Dans une interview, quelque chose m'a frappé, que j'avais ressenti à la lecture de Peter Pan. Vous en faites un "méchant" dans la Ligue des héros: voyez-vous vraiment en lui une figure du mal? Barrie a-t-il délibérément fait de son personnage un être ambigu? (en tout cas, nous sommes loin des personnages de Disney)... Ces personnages de livres pour enfants sont-ils selon vous un moyen de parler aux enfants du monde qui les entoure?

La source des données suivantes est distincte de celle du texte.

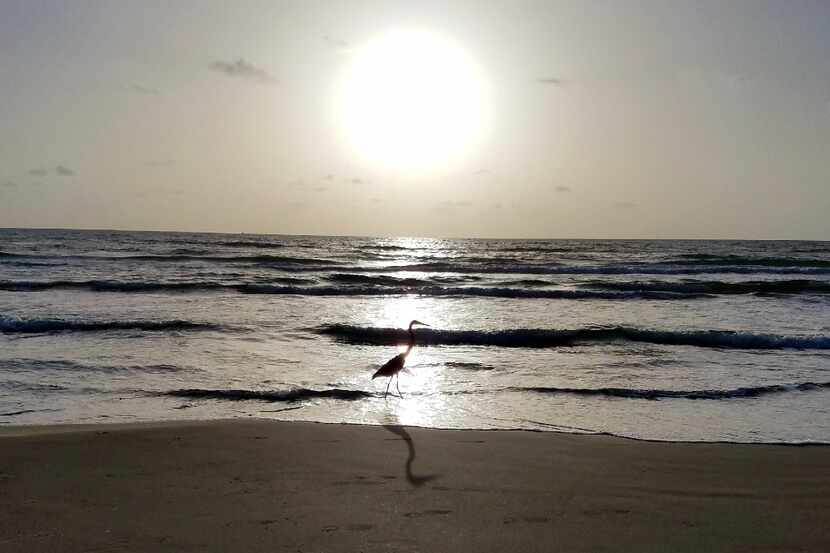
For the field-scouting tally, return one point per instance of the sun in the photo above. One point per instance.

Si, si, Peter Pan est loin d’être gentil dans les récits originaux de James Matthew Barrie. Il règne en despote sur les Enfants Perdus qu’il soumet à des châtiments corporels ; il enlève des bébés ; et quand l’un de ses proches meure, il s’en éloigne car ne plus le voir, c’est ne plus y penser. De même, Alice évolue dans un Pays des Merveilles qui vaut pour authentique enfer. On y voit des créatures monstrueuses, une méchante souveraine ordonne que l’on coupe des têtes à la moindre contrariété. Tout cela trouve effectivement écho dans les peurs des enfants, apporte des réponses à leur questionnement.

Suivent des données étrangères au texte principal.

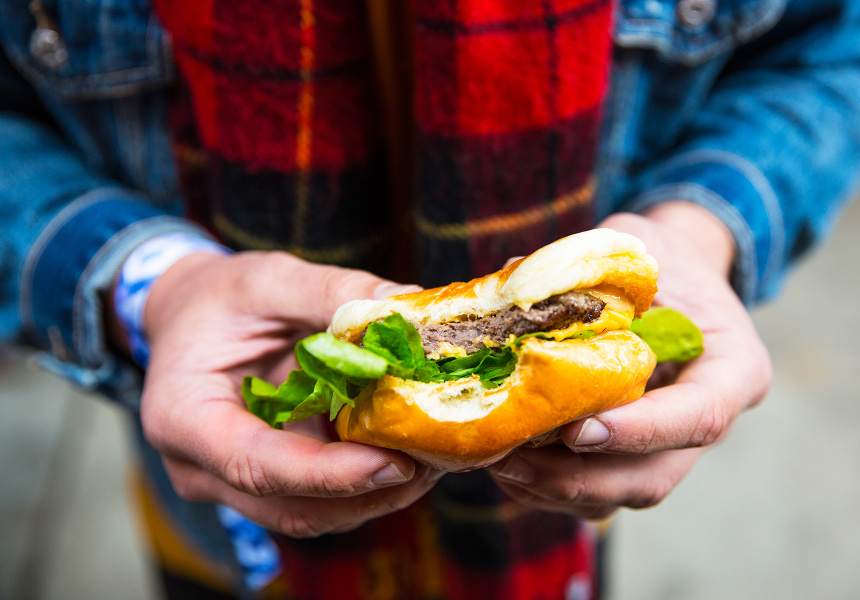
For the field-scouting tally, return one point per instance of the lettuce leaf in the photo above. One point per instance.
(492, 367)
(333, 372)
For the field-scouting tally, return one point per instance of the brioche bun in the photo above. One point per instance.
(459, 425)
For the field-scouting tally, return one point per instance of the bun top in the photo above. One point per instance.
(577, 262)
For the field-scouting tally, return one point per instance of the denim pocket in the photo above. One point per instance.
(86, 49)
(690, 32)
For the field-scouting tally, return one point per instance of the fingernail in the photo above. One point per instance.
(517, 470)
(388, 475)
(593, 432)
(389, 288)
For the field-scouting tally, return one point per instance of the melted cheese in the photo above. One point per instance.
(617, 314)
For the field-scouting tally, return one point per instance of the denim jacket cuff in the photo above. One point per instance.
(71, 265)
(736, 192)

Quel est votre meilleur souvenir de lecture d'enfance?
« Vingt-mille lieues sous les mers » de Jules Verne. J’étais au lit, grippé, et mon père me l’avait passé, ainsi qu’une table de conversion pour les mesures nautiques. J’ai aussi adoré « La guerre des boutons » de Louis Pergaud.
Vous avez également collaboré aux ouvrages sur Sherlock Holmes et Hercule Poirot aux Moutons électriques. Et vous êtes membre du Club des mendiants amateurs de Madrid (réunissant des passionnés de Sherlock Holmes). Vous êtes lecteur de polar?
Je l’étais beaucoup plus à une époque. J’aime beaucoup le roman policier traditionnel, mais aussi James Ellroy., Joe R. Lansdale… « Prélude à un cri » de Jim Nisbet a été un grand moment de lecture.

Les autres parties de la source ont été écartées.